If any precipitating factor caused my most substantial episode, the one that nearly proved fatal, it was most likely a result of abusing Adderall. In other words, I turned myself into a speed freak by legal means. As my depression worsened, the psychiatrist continually upped the dosage. Often I would call him on the phone, seeking relief, and I always sensed the panic and worry in his voice as he responded to the desperation in mine. What I wanted, he could not provide.

I honestly don’t remember how many milligrams I was supposed to be taking each day. Whatever it was, it was certainly well over the recommended maximum. And not only that, I was developing a strongly unhealthy dependency with every passing day. My father had taken to locking up the medication in a converted fishing tackle box, which he then padlocked shut.
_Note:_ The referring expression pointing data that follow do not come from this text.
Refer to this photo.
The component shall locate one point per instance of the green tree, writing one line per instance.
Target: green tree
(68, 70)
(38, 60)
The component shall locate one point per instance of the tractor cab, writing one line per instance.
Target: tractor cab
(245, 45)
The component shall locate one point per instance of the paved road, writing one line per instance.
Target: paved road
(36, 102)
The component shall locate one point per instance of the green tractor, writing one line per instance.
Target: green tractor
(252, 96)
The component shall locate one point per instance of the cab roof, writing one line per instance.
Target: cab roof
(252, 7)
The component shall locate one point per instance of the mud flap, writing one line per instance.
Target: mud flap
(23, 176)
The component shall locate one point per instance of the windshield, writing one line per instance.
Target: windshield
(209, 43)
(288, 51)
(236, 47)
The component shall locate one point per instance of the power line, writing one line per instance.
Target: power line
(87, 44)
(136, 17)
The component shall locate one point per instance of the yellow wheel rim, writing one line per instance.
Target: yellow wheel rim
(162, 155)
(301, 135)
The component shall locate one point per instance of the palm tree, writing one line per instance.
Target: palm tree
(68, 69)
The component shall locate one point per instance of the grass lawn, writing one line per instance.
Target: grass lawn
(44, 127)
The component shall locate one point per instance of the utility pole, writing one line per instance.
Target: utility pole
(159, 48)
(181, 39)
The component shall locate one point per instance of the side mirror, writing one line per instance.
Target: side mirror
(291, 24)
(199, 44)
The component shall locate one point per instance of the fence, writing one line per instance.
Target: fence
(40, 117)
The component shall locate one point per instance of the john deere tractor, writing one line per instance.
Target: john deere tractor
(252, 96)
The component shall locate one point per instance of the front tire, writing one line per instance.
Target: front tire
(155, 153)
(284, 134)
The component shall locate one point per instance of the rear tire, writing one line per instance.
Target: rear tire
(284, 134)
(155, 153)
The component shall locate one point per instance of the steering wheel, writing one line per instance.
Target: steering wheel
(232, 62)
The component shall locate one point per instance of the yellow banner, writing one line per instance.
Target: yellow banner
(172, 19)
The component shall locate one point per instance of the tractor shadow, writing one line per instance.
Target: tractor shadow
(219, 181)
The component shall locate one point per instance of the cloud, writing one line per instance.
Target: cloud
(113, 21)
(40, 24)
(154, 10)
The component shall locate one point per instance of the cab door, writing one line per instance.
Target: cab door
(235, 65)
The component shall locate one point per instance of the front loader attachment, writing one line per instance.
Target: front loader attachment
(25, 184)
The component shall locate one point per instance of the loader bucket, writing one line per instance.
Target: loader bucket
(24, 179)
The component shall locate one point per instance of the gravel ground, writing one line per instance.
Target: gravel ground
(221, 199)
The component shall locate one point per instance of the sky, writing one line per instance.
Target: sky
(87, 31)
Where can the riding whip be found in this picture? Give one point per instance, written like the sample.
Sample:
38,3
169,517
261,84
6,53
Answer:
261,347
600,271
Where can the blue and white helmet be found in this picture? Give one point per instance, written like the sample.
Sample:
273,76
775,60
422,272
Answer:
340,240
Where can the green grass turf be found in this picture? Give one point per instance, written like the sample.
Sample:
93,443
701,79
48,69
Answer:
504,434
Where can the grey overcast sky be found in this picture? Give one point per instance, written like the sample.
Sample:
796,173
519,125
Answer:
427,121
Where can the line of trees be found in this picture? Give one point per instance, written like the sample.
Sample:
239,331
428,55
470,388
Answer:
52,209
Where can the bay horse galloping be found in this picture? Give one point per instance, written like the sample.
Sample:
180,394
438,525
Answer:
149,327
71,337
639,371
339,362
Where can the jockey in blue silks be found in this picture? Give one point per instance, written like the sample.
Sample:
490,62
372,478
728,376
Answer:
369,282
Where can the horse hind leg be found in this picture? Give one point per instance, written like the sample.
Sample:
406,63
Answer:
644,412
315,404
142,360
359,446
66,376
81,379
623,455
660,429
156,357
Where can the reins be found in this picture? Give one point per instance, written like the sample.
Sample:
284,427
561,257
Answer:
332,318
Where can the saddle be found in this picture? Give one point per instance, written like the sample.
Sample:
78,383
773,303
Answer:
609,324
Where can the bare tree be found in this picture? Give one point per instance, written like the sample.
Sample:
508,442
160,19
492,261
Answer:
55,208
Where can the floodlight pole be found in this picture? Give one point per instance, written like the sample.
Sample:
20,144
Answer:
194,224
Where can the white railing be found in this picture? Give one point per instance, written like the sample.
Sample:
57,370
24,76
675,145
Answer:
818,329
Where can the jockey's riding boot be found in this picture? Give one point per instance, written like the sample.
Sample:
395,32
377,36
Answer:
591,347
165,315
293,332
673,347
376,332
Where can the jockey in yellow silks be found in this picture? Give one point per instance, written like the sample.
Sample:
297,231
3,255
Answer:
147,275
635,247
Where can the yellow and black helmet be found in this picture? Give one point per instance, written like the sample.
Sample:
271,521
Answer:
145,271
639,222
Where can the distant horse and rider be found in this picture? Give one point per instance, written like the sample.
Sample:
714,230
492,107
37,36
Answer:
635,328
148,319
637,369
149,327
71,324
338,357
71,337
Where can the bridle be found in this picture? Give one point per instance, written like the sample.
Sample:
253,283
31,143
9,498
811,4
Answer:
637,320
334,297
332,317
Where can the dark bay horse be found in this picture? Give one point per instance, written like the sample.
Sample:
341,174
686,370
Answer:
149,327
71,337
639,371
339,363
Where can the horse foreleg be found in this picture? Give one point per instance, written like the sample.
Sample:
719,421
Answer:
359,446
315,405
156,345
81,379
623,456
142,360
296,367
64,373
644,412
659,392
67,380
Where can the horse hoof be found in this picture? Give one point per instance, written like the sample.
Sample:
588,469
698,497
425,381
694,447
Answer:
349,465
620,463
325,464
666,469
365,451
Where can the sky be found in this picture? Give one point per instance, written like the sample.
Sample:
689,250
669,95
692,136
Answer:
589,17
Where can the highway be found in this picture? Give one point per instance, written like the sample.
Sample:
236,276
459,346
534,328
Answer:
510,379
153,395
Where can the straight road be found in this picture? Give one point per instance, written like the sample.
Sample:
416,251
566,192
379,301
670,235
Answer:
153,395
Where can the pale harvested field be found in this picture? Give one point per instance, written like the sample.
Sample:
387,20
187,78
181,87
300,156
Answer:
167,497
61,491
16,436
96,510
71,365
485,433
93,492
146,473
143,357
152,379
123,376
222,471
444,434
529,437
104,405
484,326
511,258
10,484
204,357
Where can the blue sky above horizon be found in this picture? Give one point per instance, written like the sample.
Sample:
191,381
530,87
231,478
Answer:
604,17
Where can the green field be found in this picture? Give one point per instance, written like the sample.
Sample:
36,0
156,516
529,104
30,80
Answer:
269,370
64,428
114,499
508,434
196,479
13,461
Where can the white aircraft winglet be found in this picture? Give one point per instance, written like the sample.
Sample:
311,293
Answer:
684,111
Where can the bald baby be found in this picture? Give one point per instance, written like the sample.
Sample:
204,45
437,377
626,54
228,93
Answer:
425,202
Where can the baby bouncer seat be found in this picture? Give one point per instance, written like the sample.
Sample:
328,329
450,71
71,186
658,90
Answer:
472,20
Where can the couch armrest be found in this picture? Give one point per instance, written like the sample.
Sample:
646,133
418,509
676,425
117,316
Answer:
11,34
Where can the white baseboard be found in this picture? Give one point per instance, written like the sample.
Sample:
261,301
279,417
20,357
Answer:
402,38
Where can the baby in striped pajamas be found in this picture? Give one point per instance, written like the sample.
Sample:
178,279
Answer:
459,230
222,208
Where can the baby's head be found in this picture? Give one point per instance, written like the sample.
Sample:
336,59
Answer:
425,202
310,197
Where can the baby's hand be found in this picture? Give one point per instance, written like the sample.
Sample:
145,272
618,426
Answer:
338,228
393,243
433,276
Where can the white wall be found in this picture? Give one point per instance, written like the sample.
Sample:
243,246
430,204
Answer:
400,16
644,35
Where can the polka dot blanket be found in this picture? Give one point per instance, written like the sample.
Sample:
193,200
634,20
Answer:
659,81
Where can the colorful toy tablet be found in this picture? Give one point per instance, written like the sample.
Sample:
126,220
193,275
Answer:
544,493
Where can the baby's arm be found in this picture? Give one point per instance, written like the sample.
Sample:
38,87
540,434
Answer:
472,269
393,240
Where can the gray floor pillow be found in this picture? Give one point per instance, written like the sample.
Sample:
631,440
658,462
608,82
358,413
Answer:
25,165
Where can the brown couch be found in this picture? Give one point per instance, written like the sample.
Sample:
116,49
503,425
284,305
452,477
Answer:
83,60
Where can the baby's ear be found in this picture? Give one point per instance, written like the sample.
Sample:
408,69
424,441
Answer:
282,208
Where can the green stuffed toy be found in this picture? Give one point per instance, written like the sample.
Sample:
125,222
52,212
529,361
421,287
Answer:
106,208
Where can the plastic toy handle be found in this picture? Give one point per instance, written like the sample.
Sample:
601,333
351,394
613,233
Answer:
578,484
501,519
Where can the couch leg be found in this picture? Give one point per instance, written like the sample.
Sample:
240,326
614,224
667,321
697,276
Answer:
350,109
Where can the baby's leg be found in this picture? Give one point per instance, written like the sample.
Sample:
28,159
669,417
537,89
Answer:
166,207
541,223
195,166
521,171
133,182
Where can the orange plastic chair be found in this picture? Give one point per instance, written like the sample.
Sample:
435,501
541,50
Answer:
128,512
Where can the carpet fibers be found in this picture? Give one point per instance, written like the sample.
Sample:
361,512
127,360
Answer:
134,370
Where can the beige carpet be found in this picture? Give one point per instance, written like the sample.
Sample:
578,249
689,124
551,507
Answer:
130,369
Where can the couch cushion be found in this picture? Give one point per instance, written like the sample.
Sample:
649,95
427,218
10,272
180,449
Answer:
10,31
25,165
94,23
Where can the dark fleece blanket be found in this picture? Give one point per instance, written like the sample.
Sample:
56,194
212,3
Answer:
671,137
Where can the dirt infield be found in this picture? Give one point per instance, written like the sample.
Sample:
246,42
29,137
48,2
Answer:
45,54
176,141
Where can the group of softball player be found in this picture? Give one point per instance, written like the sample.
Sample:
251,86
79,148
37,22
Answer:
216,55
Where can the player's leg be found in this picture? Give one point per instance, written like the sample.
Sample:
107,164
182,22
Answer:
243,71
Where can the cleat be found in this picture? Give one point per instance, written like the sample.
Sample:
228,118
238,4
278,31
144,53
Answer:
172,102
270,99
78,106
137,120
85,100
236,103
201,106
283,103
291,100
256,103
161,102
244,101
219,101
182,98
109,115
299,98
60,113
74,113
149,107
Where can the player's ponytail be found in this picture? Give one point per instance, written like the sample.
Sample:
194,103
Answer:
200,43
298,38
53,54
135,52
With some effort, I pried one side open so that I could reach in, grab the bottle, and take more. He quickly caught on to what I was doing, but by then, the damage was done.

My birthday falls exactly a week before Halloween, in late October. By now, I had turned 18, a legal adult in most states but not in Alabama. This would be an especially essential distinction later on in the process. My addiction deepened, my mood dropped, and it kept dropping. I kept falling farther and father downward. Teachers and fellow classmates didn’t seem to observe anything out of the ordinary, but then I’d never been an ordinary personality.

Years after the fact, I have been able to attain an explanation what was happening to me. After a time, the drug simply wasn’t working anymore. Before my collapse shortly before Thanksgiving 1998, I’d take a pill of Adderall, expecting the same effect as had been the case at the outset. Instead, I’d experience a perceptible high for only an hour, when once before I’d received eight. My constant over-usage created a paralyzing state of stimulant psychosis. Gratefully, I don’t remember the worst of the worst, but I do remember the depths of the depression that took hold tenaciously and did not abet for months.

I’d contemplated suicide many times before, but I had never reached the necessary depths of despair. The body has an ingenious knack for self-preservation, one meant to prolong living. This time, I’d get dangerously close to succeeding.